When I went to university in Europe, my parents drove me to the university campus.  It was late evening and becoming dark.  My father took one wrong turn where there was very little street-light and no outlet.  He had to turn around.  Simple enough; however, my mother panicked and began screaming hysterically.  At the time, I did not understand.  Now I do.
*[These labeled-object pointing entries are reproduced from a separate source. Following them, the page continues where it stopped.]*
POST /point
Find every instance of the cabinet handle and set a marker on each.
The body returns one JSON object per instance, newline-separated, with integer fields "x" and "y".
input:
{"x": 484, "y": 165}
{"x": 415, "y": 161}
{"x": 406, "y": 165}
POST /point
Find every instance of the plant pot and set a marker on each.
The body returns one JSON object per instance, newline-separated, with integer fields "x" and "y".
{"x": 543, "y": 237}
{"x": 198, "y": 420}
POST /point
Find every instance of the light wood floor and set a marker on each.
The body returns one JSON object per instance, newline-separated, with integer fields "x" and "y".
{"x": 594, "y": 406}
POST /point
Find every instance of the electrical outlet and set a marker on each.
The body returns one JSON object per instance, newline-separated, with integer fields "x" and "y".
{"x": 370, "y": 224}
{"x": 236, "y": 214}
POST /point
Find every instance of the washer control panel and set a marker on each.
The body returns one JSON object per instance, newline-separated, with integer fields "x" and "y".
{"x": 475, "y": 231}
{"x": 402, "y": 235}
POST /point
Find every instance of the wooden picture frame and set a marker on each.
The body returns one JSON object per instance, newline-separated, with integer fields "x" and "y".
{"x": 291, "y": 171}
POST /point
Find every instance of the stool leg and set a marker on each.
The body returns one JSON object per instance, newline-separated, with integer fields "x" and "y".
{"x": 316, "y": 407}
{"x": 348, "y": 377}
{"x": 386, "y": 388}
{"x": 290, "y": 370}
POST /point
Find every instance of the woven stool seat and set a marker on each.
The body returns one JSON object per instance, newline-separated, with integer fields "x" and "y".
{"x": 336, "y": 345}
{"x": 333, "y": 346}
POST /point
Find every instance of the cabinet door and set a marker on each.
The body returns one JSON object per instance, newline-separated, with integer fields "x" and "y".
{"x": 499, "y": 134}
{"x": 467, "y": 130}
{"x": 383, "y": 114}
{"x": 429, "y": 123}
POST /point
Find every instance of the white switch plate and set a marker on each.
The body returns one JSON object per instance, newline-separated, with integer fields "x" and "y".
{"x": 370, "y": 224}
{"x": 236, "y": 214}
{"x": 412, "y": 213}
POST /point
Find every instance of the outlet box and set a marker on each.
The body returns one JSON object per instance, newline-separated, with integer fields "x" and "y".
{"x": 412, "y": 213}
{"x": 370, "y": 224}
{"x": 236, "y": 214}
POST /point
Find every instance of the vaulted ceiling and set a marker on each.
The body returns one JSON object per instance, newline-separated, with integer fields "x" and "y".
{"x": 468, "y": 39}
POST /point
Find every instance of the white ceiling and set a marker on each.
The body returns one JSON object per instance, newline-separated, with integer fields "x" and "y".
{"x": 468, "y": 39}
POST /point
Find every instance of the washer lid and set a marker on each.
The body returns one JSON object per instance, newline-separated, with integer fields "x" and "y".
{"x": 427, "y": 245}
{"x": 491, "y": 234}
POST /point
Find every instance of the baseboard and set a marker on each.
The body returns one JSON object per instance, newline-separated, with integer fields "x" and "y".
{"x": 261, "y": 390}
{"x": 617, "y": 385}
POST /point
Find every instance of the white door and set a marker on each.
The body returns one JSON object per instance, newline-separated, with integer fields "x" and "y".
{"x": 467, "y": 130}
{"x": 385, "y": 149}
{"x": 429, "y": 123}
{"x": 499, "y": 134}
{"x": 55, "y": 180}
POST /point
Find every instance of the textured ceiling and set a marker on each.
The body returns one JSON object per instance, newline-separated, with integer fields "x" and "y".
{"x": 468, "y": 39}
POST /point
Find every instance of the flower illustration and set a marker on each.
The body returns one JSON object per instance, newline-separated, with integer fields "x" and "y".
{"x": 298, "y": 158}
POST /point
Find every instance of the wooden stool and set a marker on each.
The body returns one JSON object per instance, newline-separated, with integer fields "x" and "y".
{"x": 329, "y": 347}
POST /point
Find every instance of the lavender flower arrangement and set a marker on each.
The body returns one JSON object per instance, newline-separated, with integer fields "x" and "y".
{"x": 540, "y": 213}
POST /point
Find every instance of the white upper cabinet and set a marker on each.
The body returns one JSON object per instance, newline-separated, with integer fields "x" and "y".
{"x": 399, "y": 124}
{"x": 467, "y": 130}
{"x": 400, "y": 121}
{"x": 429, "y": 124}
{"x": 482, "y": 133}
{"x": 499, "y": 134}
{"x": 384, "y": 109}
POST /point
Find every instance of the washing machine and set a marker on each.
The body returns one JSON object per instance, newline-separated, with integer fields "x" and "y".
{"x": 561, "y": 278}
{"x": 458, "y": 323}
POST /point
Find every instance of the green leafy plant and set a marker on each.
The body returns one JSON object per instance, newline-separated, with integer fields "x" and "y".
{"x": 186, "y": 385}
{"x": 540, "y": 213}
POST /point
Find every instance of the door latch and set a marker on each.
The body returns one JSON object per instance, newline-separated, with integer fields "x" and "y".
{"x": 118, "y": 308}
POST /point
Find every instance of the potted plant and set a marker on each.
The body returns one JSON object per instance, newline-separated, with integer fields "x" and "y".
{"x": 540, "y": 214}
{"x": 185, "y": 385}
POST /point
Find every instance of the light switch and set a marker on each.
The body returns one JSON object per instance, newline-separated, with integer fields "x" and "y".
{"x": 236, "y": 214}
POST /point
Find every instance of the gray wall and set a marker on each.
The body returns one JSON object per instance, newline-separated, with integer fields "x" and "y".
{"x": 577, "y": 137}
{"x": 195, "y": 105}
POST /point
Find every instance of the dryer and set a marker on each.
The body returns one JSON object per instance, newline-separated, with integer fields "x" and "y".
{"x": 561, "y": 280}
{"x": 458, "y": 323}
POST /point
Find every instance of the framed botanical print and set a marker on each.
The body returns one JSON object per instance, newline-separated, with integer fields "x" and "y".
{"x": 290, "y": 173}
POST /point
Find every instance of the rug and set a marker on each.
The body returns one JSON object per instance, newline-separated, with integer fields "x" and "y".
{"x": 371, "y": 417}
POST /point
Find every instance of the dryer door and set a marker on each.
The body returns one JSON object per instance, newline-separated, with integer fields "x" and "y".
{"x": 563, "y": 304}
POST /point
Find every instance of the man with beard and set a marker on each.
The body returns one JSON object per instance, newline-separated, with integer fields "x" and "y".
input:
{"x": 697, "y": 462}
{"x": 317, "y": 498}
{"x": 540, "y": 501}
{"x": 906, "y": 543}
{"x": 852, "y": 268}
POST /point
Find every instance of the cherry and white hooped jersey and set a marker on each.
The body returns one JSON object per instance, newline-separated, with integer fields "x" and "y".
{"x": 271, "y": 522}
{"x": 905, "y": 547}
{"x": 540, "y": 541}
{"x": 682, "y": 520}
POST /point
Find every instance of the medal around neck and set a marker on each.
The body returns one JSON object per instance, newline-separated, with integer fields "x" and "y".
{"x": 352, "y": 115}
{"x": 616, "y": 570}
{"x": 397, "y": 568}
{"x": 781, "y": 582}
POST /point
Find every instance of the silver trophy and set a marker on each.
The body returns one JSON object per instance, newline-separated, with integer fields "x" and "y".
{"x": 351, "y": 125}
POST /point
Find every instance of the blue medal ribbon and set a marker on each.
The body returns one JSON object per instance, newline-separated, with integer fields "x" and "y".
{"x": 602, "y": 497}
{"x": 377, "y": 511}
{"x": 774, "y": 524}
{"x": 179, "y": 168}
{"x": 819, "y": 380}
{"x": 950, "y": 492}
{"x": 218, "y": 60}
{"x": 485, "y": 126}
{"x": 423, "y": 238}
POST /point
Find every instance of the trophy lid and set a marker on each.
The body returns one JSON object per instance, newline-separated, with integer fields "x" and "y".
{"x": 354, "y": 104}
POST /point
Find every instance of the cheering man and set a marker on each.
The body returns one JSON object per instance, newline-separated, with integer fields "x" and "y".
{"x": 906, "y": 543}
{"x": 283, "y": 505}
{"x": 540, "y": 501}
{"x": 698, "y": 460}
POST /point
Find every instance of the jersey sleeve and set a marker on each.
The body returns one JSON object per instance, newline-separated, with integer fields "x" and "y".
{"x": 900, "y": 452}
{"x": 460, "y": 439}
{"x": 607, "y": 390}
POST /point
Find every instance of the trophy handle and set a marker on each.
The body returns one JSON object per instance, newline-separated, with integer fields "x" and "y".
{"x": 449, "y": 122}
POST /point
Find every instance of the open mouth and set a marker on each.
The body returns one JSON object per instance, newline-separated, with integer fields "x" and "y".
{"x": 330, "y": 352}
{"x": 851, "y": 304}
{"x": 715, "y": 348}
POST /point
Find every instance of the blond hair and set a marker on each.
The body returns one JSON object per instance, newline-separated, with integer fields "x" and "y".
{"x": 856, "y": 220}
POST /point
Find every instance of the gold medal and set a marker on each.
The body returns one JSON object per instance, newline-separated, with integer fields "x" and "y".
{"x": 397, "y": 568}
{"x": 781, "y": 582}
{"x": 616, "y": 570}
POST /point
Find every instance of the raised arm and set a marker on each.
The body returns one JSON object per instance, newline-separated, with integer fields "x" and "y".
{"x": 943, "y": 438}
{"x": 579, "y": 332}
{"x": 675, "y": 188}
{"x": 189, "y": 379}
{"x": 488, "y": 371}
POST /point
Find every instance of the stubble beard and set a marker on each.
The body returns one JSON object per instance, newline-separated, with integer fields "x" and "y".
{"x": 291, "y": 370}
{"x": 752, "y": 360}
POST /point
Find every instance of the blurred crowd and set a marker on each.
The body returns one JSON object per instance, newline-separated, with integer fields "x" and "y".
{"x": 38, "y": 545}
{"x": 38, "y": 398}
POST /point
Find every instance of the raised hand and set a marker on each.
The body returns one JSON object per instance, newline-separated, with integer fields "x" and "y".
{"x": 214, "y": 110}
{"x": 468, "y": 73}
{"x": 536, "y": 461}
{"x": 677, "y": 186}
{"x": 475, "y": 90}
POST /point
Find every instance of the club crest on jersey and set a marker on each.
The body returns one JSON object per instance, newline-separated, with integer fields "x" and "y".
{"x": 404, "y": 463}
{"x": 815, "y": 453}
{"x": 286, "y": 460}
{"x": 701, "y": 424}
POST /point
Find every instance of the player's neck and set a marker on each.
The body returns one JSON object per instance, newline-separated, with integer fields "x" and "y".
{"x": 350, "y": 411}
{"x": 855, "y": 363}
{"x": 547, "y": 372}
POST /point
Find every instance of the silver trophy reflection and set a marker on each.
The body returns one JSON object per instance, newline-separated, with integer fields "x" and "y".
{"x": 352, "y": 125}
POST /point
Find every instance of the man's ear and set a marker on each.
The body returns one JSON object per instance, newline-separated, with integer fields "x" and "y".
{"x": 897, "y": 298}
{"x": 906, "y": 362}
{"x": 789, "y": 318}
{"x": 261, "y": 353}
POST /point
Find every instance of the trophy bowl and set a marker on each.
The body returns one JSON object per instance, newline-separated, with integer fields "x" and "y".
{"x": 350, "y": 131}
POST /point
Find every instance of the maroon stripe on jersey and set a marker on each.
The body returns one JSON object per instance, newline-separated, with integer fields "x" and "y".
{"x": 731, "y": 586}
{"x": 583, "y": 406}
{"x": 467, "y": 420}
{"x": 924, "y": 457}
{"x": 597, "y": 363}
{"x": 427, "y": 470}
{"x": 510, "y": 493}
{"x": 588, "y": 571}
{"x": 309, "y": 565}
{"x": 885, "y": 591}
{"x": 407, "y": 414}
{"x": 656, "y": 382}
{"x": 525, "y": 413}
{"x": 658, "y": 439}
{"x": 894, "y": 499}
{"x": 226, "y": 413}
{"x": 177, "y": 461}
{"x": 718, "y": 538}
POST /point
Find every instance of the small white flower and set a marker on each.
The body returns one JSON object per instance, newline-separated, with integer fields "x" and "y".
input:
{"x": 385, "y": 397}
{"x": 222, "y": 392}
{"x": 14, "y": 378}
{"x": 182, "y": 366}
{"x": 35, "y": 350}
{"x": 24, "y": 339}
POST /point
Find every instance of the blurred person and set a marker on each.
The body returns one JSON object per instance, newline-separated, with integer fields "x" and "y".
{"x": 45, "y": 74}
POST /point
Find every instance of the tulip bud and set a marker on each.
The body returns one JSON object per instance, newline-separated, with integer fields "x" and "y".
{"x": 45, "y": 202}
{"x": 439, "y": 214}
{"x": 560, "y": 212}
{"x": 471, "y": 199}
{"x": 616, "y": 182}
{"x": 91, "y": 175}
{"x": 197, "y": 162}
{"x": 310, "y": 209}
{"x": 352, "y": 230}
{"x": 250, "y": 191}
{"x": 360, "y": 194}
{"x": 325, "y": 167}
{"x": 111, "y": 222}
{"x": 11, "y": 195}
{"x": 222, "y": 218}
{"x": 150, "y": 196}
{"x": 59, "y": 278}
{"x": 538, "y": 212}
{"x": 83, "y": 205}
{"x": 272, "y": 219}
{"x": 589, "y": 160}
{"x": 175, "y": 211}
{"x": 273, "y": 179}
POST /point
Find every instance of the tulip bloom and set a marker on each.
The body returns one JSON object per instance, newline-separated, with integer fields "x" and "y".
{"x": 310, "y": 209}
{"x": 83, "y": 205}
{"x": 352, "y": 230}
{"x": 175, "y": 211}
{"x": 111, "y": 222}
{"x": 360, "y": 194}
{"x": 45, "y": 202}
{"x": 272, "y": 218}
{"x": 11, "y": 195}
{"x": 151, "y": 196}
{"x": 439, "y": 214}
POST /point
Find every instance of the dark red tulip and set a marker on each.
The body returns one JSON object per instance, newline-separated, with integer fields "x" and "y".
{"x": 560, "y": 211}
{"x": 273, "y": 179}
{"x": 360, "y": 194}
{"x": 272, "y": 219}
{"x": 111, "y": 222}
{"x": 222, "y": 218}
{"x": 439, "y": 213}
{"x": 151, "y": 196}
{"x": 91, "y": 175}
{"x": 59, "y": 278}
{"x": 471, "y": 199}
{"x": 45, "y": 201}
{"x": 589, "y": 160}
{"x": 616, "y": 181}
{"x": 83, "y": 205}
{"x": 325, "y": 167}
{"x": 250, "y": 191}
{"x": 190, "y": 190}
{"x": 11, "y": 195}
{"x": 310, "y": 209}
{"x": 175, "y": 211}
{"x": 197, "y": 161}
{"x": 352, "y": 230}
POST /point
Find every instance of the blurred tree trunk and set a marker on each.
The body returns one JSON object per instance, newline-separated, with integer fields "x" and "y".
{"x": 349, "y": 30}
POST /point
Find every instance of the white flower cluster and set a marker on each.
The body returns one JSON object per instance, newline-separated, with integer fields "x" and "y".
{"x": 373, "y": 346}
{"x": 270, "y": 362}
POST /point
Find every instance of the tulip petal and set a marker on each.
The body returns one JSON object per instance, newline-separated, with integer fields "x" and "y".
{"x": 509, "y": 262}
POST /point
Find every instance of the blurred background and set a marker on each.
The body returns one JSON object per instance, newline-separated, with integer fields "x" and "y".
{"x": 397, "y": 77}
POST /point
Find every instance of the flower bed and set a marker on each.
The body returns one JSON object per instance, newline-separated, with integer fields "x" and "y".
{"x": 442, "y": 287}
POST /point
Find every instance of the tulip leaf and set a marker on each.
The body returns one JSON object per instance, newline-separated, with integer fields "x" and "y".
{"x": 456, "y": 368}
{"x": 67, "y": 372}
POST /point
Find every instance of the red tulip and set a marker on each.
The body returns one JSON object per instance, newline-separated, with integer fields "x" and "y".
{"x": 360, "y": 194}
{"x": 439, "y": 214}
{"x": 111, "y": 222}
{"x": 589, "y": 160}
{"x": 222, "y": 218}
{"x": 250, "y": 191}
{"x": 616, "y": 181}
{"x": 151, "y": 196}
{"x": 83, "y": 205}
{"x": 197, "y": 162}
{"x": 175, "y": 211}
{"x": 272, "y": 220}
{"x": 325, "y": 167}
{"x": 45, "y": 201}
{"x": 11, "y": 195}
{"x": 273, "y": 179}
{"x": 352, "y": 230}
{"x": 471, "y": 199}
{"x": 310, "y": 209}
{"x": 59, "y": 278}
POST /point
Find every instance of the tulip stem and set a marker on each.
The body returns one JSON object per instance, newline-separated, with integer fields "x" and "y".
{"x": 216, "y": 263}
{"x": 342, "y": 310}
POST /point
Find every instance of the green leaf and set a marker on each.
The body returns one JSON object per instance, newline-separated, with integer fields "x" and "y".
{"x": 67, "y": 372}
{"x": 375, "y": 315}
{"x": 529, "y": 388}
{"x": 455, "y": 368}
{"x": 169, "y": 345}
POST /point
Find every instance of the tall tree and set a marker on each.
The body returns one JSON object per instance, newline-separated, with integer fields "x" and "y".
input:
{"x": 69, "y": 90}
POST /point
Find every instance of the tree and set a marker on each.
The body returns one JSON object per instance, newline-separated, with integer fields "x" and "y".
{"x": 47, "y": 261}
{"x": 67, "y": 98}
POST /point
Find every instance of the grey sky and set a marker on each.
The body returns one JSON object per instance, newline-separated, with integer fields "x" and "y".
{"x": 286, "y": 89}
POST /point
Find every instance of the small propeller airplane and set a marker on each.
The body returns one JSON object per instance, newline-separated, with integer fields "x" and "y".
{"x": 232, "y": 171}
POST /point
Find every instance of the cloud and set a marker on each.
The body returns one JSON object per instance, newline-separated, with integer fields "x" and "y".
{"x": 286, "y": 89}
My brothers and I have realized for some time that, even though we were, what psychologists call, a “looking good family,” word got around about my mother.  New neighbors were warned to avoid getting to know my mother.  We brothers and my father suffered long-term damage from that environment.  My father, early on, withdrew as much as he could into his own world, finding every reason to go to his office, take the car for a wash, or do some other chore that would take him away from the house.  My oldest brother adopted the same dictatorial and controlling behaviors with his family.  He also eventually disassociated himself from our parents and never went back to see them, even at their funerals.  My middle brother became the rebel and stayed away from the family as much as possible, even disappearing for some years after his marriage.  My late friend Dr. Bob observed in me, what he said was, a rare trait of reacting to my past experiences by instinctively developing an unusual degree of sensitivity and empathy for other people, something that apparently helped me to be affective in my profession.  Apparently, I was good at taking care of other people, but not myself.

Yet, despite the damage done to our family, I cannot but help but feel great sympathy for my poor mother.  She suffered greatly in her childhood, and I am not sure how much true joy or love that she felt in her life.  As for me, I know that, as they say, “I've carried a lot of baggage throughout my life.”  It took me some years to understand why. 

And, now that I have told you this story, I will put it on our blog for others to read and to think about.  But, for myself, now that I have read this unhappy tale to you, I will dispose of it and remove it from my computer.  It is too painful for me to keep or to read again.

© 14 June 2016 

About the Author 

I have had a life-long fascination with people and their life stories.  I also realize that, although my own life has not brought me particular fame or fortune, I too have had some noteworthy experiences and, at times, unusual ones.  Since I joined this Story Time group, I have derived pleasure and satisfaction participating in the group.  I do put some thought and effort into my stories, and I hope that you find them interesting.